Suspended prison term ‘too lenient’


The decision not to imprison a building contractor for the manslaughter of a worker who fell from a slippery roof was unduly lenient, the director of public prosecutions argued yesterday.

Barra McGrory QC told the Court of Appeal it had been wrong to suspended Norman McKenzie’s sentence following the death of Petyo Hristanov,. 57, in January 2015.

Mr Hristanov, a father of two, was fatally injured when he and a workmate fell from a partially constructed farm shed on Portadown’s Derrycarne Road.

The accident occurred in rainy conditions where no scaffolding, safety nets or harnesses had been provided.

McKenzie, 48, from Drumgose Road in Dungannon, pleaded guilty to manslaughter by gross negligence.

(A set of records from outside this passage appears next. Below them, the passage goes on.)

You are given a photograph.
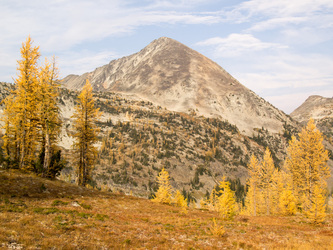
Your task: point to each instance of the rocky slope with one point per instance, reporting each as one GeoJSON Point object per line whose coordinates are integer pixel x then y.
{"type": "Point", "coordinates": [321, 110]}
{"type": "Point", "coordinates": [174, 76]}
{"type": "Point", "coordinates": [138, 139]}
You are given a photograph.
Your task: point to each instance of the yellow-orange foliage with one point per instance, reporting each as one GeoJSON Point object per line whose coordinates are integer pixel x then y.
{"type": "Point", "coordinates": [85, 133]}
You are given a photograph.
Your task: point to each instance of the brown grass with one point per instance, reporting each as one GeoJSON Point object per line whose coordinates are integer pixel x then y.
{"type": "Point", "coordinates": [38, 213]}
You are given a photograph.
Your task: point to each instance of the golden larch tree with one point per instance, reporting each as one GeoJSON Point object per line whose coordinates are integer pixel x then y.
{"type": "Point", "coordinates": [163, 194]}
{"type": "Point", "coordinates": [226, 202]}
{"type": "Point", "coordinates": [49, 113]}
{"type": "Point", "coordinates": [267, 180]}
{"type": "Point", "coordinates": [85, 133]}
{"type": "Point", "coordinates": [254, 193]}
{"type": "Point", "coordinates": [26, 94]}
{"type": "Point", "coordinates": [307, 163]}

He received a 15-month sentence, suspended for three years, and was fined £3,000.

Senior judges heard he has shown extreme remorse for the death of a worker regarded more like a family member.

But the director insisted the term handed down was too lenient. The contractor had failed to heed weather warnings from his workers on the day of the accident, Mr McGrory pointed out.

McKenzie’s defence counsel described him as “a broken man”.

Lord Justice Gillen insisted that company representatives could face jail in similar cases.

“The law moves on, the need to protect workmen is now more obvious to us all,” he said.

Reserving judgment, the judge pledged to give a decision within weeks.

McKenzie was released on continuing bail.